Incursion
- First edition cover
- Designers: Richard Tucholka
- Publishers: Tri Tac Games
- Publication: 1992 (1st edition); 2022 (2nd edition);
- Genres: Science fiction
- Systems: Custom

= Incursion (game) =

Role-playing game

Incursion is a science fiction roleplaying game created by Richard Tucholka and published by Tri Tac Games in 1992.

==Overview==
The player characters are humans abducted by alien slave traders. Together, with other extraterrestrial slaves, they turn on their captors and kill them during the fight, destroying the vital navigational records. Left with possession of one of the fastest and most powerful spaceships, the Anshani space tug Ardanna Nuu, they do not know how to reach their homeworlds, since they all come from non-spacefaring planets in the backwaters of the galaxy that do not turn up in other spacefarers' logs.

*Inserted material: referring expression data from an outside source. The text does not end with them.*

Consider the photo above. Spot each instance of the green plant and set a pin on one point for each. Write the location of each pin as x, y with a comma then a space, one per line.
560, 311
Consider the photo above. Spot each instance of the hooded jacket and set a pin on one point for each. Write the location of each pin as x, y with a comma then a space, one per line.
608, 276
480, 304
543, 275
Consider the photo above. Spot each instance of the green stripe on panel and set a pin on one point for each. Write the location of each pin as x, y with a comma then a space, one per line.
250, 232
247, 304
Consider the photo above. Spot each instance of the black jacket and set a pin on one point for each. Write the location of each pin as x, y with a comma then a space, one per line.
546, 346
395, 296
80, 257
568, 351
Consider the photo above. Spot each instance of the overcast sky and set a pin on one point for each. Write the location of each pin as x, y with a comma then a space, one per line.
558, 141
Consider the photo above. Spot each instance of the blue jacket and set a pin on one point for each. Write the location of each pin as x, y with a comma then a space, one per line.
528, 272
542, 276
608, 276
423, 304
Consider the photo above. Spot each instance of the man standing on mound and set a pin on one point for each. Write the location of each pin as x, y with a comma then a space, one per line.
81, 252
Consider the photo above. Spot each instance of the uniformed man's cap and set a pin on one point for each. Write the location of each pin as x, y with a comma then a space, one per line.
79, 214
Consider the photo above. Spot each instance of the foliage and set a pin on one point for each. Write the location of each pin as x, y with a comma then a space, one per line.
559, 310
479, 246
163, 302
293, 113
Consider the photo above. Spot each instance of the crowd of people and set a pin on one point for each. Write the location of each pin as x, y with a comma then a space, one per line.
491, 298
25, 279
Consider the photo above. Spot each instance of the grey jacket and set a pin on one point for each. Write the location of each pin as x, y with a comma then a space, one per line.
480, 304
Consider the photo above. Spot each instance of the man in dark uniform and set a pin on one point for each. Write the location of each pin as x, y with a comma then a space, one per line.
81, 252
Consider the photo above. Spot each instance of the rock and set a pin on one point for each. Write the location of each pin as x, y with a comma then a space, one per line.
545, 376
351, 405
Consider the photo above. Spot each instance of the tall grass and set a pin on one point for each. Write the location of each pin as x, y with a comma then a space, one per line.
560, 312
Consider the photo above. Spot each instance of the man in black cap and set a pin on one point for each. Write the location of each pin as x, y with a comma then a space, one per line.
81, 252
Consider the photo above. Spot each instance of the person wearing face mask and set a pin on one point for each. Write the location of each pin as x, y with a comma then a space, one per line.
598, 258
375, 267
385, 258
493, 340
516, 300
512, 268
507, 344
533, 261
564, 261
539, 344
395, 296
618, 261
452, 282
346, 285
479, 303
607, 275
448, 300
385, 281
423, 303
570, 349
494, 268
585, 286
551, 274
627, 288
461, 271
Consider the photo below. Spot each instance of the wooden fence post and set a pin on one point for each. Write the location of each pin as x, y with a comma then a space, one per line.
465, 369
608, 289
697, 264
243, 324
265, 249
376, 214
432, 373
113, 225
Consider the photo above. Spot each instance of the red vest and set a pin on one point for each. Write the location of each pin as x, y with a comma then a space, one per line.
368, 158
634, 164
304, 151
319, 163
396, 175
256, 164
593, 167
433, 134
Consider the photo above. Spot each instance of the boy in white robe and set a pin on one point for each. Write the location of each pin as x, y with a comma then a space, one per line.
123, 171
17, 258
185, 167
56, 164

Incursion is technically set in the same universe as Bureau 13: Stalking the Night Fantastic, but places the player characters adrift in a complex society, rife with politics and people after them for their ship.

==Reviews==
- Review in Shadis #17

== 2022 Player’s Guide ==
In 2022 Tri Tac Games released a new version of Incursion compatible with d100 rules. The 2022 guide includes updated artwork, expanded backgrounds, and other new features expanding on the original guide.